On 10/6/23 08:17, Manolis Tsamis wrote:
SNIP
So I was ready to ACK, but realized there weren't any testresults for a
primary platform mentioned. So I ran this on x86.
It's triggering one regression (code quality).
Specifically gcc.target/i386/pr52146.c
The f-m-o code is slightly worse than without f-m-o.
Without f-m-o we get this:
9 0000 B88000E0 movl $-18874240, %eax
9 FE
10 0005 67C70000 movl $0, (%eax)
10 000000
11 000c C3 ret
With f-m-o we get this:
9 0000 B8000000 movl $0, %eax
9 00
10 0005 67C78080 movl $0, -18874240(%eax)
10 00E0FE00
10 000000
11 0010 C3 ret
The key being that we don't get rid of the original move instruction,
nor does the original move instruction get smaller due to simplification
of its constant. Additionally, the memory store gets larger. The net
is a 4 byte increase in code size.
Yes, this case is not good for f-m-o. In theory there could be a cost
calculation step that tries to estimate the benefit of a
transformation, but given that f-m-o cannot transform code in a way
that we have big regressions it's unclear to me whether complicating
the code is worth it. At least if we can solve the issues in other
ways (also see discussion below).
This is probably a fairly rare scenario and the original bug report was
for a correctness issue in using addresses in the range
0x80000000..0xffffffff in x32. So I wouldn't lose any sleep if we
adjusted the test to pass -fno-fold-mem-offsets. But before doing that
I wanted to give you the chance to ponder if this is something you'd
prefer to improve in f-m-o itself. At some level if the base register
collapses down to 0, then we could take the offset as a constant address
and try to recognize that form. If that fails, then just consider the
change unprofitable rather than trying to recognize it as reg+d.

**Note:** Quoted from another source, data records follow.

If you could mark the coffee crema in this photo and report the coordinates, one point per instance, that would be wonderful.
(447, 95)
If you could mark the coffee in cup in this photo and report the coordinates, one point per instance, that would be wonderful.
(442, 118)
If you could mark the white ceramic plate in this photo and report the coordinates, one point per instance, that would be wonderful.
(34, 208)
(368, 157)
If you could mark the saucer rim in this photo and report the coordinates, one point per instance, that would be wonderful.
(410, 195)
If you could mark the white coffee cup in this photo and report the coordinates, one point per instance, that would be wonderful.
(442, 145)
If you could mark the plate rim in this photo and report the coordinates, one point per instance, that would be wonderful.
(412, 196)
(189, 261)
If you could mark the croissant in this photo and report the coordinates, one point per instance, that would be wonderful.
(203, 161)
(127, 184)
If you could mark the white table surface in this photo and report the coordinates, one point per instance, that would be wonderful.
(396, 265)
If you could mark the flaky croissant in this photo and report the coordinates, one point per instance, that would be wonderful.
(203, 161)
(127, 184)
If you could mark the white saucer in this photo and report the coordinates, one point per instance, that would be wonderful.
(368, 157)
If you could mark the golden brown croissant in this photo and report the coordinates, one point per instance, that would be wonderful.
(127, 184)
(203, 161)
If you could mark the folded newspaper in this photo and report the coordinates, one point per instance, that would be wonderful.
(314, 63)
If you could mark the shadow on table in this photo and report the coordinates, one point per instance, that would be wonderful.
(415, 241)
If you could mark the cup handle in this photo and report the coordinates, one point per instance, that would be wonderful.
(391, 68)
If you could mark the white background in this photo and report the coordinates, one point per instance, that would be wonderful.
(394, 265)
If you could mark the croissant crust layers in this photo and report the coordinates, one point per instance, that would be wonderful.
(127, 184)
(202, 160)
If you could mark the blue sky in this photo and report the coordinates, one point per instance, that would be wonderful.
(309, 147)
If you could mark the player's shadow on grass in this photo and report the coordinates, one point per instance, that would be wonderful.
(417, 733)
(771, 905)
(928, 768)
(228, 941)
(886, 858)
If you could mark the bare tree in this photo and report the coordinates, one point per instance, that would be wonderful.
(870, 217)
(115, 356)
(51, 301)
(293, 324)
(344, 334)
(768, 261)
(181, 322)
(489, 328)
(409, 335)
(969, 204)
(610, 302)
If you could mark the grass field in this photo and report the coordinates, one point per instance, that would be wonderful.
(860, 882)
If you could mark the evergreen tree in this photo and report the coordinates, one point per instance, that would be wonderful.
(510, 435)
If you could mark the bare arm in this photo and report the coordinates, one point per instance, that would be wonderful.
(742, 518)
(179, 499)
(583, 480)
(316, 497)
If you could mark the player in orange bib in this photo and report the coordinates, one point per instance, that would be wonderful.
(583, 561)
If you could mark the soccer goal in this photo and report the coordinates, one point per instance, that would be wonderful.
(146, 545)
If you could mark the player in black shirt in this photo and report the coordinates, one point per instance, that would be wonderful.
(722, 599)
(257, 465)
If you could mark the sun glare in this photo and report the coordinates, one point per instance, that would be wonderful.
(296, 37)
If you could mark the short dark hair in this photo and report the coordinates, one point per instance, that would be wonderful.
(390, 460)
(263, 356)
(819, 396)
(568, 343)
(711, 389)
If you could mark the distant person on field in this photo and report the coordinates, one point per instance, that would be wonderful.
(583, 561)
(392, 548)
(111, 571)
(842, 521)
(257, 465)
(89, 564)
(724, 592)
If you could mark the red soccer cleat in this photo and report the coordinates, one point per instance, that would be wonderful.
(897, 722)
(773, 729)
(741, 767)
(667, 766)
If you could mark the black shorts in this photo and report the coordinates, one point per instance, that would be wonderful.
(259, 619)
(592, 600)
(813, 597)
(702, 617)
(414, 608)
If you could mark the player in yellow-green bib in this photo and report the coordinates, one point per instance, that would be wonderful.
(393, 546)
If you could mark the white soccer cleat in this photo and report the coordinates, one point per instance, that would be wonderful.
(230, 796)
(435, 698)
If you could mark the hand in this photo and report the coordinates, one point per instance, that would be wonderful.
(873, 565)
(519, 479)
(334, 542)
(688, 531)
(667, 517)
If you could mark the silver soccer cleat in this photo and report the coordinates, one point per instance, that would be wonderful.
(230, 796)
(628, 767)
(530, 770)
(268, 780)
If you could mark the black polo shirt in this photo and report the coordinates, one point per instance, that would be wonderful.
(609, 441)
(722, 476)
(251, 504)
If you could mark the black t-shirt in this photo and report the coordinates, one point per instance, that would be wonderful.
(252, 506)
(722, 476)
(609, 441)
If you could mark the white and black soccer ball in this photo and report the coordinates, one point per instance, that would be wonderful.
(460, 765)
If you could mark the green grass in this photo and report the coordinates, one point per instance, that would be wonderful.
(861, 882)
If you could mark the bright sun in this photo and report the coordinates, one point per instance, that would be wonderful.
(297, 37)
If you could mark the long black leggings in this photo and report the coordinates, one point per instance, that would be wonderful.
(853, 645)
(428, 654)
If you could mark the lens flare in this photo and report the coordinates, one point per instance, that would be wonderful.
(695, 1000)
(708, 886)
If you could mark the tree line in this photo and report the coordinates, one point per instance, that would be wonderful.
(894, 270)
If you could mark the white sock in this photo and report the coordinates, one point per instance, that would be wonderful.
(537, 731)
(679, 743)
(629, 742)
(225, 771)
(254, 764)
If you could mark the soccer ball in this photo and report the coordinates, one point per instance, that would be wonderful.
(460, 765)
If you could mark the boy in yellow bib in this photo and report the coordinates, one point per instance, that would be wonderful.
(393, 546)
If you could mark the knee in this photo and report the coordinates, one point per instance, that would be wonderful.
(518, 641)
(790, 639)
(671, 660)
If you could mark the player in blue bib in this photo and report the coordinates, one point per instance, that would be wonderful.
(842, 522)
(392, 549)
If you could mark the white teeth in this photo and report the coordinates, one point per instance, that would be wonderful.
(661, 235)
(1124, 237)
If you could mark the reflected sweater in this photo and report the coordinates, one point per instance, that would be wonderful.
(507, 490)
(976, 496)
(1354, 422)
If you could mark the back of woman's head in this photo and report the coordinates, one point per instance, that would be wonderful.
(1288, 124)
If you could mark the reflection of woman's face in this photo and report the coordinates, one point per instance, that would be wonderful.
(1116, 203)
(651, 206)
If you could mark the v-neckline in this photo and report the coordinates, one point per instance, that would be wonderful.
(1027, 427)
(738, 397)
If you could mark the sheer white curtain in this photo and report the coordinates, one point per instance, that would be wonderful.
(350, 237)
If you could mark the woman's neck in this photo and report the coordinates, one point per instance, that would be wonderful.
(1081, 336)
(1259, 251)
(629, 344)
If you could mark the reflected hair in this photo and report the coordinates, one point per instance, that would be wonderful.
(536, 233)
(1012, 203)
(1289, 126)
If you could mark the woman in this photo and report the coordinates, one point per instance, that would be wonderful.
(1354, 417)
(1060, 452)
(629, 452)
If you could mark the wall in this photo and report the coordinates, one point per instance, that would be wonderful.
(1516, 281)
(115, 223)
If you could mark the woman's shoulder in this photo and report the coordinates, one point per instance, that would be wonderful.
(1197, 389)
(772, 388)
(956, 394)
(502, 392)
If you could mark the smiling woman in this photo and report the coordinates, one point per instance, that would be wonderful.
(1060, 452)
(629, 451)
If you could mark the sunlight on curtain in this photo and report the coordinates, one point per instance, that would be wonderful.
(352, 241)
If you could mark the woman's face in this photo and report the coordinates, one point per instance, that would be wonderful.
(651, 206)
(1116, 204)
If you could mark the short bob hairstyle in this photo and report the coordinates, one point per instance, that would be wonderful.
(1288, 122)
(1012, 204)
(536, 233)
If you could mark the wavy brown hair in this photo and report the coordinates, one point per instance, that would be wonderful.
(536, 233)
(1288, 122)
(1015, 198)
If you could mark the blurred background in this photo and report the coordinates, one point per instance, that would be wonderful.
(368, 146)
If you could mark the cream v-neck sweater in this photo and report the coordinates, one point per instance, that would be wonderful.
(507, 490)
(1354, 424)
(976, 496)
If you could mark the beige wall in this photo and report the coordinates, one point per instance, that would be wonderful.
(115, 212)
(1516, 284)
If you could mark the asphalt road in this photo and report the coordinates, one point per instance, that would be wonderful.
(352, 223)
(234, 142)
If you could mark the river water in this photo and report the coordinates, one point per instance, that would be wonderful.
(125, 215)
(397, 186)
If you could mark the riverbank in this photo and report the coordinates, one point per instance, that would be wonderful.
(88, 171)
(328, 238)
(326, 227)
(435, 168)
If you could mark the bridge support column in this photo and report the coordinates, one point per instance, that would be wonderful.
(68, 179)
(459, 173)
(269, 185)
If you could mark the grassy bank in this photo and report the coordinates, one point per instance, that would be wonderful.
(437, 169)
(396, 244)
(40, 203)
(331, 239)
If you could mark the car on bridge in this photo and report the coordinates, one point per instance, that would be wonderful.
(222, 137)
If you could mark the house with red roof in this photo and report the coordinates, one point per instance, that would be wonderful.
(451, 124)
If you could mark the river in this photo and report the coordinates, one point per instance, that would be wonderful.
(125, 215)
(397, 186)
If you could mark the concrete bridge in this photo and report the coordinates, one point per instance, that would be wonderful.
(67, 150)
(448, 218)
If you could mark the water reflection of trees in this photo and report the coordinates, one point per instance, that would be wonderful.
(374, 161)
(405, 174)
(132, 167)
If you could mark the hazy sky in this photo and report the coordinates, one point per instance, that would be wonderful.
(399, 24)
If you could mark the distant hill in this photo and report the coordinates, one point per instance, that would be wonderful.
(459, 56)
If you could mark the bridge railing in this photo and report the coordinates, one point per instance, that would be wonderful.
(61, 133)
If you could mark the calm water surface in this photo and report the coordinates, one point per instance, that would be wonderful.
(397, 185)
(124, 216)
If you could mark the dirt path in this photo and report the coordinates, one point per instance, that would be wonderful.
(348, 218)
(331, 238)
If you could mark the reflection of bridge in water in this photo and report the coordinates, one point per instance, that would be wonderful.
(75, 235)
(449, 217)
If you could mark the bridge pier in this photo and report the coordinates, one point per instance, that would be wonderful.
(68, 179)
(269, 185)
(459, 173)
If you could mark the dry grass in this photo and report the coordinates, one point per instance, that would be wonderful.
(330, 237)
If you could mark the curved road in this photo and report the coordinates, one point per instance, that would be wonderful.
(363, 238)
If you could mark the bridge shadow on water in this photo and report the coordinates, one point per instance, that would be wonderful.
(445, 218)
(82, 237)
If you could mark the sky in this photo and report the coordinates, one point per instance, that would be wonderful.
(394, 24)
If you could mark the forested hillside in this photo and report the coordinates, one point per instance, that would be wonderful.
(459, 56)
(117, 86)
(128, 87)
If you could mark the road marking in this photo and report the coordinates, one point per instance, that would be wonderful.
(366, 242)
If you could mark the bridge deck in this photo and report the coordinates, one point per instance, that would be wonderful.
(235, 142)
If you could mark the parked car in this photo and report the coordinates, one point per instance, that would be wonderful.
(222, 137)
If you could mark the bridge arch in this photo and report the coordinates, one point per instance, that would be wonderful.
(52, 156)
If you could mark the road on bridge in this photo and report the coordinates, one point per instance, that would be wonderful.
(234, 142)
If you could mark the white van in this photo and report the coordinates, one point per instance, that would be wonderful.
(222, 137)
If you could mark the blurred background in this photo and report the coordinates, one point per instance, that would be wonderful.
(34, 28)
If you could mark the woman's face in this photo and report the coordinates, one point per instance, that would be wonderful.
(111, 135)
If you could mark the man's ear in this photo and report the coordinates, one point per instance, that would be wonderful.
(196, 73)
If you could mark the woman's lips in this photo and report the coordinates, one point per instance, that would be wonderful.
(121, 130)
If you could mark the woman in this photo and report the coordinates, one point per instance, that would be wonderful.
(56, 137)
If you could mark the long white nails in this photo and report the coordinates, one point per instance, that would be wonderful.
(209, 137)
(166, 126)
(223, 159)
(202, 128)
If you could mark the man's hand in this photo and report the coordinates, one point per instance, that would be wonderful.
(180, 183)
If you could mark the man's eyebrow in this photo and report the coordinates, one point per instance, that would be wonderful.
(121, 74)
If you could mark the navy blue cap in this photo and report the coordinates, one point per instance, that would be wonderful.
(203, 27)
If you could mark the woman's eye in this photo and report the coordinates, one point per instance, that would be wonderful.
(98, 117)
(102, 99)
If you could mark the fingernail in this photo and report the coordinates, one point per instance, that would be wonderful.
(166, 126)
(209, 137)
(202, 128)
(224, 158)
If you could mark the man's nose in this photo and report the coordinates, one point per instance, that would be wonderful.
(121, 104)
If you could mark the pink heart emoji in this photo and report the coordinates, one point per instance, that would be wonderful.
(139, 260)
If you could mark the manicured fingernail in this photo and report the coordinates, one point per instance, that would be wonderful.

Anyway, waiting to hear your thoughts...
Yes, this testcase has been bugging me too, I have brought that up in
previous iterations as well.
I must have missed that in the earlier discussion.
I'm also not sure whether this is a code quality or a correctness
issue? From what I understand from the relevant ticket, if we emit
movl $0, -18874240 then it's wrong code?
It's a code quality issue as long as we don't transform the code into
movl $0, -18874240, at which point it would become a correctness issue.
With regards to the "recognize that the base register is 0", that
would be nice but how would we recognise that? f-m-o can only
calculate the folded offset but that is not enough to prove that the
base register is zero or not.
It's a chain of insns that produce an address and use it in the memory
reference. We essentially changed the first insn in the chain from movl
-18874240, %eax into movl 0, %eax. So we'd have to someone note that
the base register in the memory reference has the value zero in the
chain of instructions. That may or may not be reasonable to do.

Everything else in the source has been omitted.